The origins of many of these compounds are rather poorly known. Several anthropogenic and natural sources of CH₃Br have been identified but there are still large uncertainties concerning the actual amount that these sources contribute towards the total atmospheric burden. Yvon-Lewis and Butler (1997) estimated that the sinks of CH₃Br are larger than the sources by 69 kt yr⁻¹. The atmospheric burden, however, has remained fairly constant over recent years (Khalil et al., 1993), suggesting that either the currently identified sources have been underestimated, that there are unidentified sources, or that the sinks have been overestimated. Furthermore, recent findings suggest that the estimated emissions of CH₃Br from gasoline are now lower than previously thought (Baker et al., 1998), therefore increasing the discrepancy between sources and sinks. A number of potential CH₃Br producers, which have not been included in the estimate of Yvon-Lewis and Butler (1997) include fungi (Harper, 1985), terrestrial plants (Saini et al., 1995), coal burning (Baker, 1998) and seaweeds.

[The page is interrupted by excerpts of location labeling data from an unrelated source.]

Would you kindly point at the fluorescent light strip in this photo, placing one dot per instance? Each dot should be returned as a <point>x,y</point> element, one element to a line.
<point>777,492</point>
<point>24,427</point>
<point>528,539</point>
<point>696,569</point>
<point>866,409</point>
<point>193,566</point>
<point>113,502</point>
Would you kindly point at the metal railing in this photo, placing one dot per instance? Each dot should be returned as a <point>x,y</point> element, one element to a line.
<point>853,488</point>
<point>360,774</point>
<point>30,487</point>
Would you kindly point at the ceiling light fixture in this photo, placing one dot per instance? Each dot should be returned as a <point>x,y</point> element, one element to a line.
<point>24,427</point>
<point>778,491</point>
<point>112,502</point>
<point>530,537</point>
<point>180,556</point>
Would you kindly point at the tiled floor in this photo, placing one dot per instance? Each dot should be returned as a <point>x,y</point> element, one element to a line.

Similarly, recent work by the Reactive Chlorine Emissions Inventory group (Keene et al., 1999) has shown that known sources of CH₃Cl can only account for half of the modelled sinks. About one third of the known source is oceanic. Approximately 90% of tropospheric CHCl₃ was ascribed to ocean and soil sources, although with large uncertainty in both absolute amounts and the division between sources. Yet more poorly constrained was the budget for CH₂Cl₂, with roughly 25% attributed to marine sources. For all of the compounds measured there is uncertainty regarding the precise nature of the oceanic source (or sources), and particularly what biogenic processes and organisms are involved (e.g. Scarrat and Moore, 1998). Seaweeds are capable of producing significant concentrations of several halocarbons (for example: Lovelock, 1975; Gschwend et al., 1985; Nightingale et al., 1995; Laturnus, 1995). The production mechanisms are not fully understood but it has been suggested that the formation of halogenated methanes by macroalgae is enzymic halogenation of organic compounds (Moore, 1978). It has also been proposed that the seaweeds themselves do not produce the halocarbons, but microbes present on the seaweed surface are responsible Gschwend and MacFarlane, 1986, Manley and Dastoor, 1987, Manley and Dastoor, 1988. The monohalomethanes (methyl halides, i.e. CH₃X), however, are probably not produced by the chloro- or bromoperoxidase-type reactions that lead to the formation of the polyhalomethanes (Urhahn and Ballschmiter, 1998). Wuosmaa and Hager (1990) have suggested an enzymatic synthesis through an S-adenosyl methionine transfer mechanism, whilst Manley and Dastoor (1988) assumed the formation of monohalogenated methane occurred inside the algae without support by haloperoxidase. White (1982) proposed a reaction between dimethylsulfoniopropionate (DMSP) and halides present in seawater.